Hi,
I have some issues with gres usage. I'm running slurm of 16.05.4 version
and I have a small stand with 4 nodes+master. The best description of it
would be to paste confs:
slurm.conf:
http://paste.org.ru/?m8v7ca
gres.conf:
http://paste.org.ru/?ouspnz
They are populated on each node.
And the problem is following:
[dkryzhevich@gpu ~]$ srun -N 1 --gres gpu:c2050 <whatever>
srun: error: Unable to allocate resources: Requested node configuration
is not available
[dkryzhevich@gpu ~]$
Relevant logs:
http://paste.org.ru/?mj4dfs
Whatever I did with --gres flag it just does not start. What am I
missing here?
I tried to remove Type column from gres.conf and all nodes have gone
into "drain" state. I tried to remove all details from Gres column in
slurm.conf in addition (i.e. "NodeName=node2 Gres=gpu:1 CoresPerSocket=2
ThreadsPerCore=2 State=UNKNOWN") and task was submitted but I want the
ability to specify type of card in case I really need it.

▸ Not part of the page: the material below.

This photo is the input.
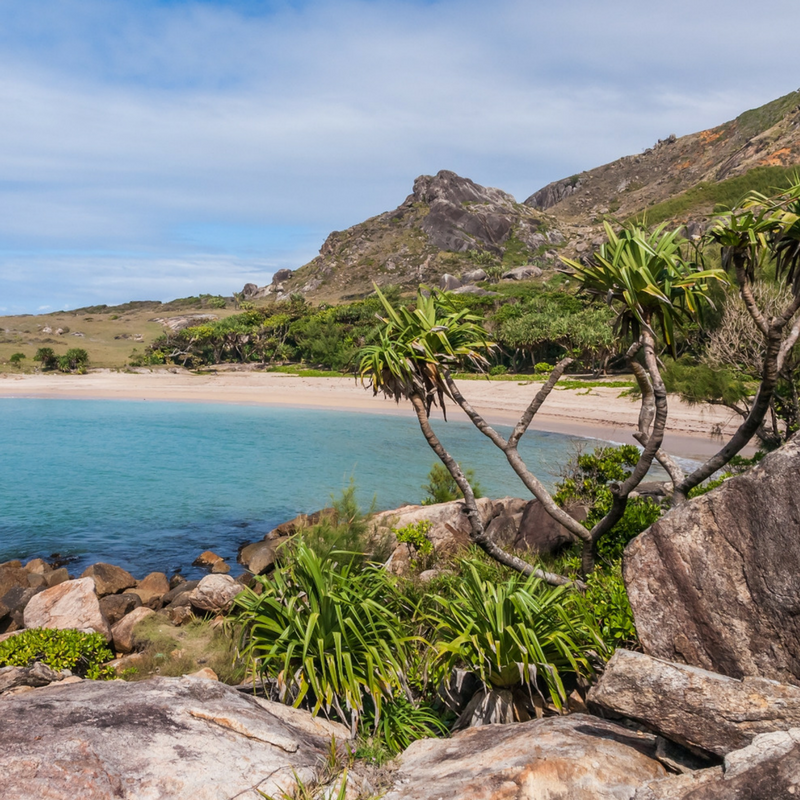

And two small unrelevant questions.
1. Is it possible to submit a job from any node, or is it master only?
Start secondary slurmctl daemon on each node may be, I don't know.
2. Is it possible to start a job on two separate nodes with nvidia cards
in a way something like
$ srun --gres gpu:2
? The point is to use 2-3-4 cards installed on different nodes with some
MPI connection between threads.
BR,
Dmitrij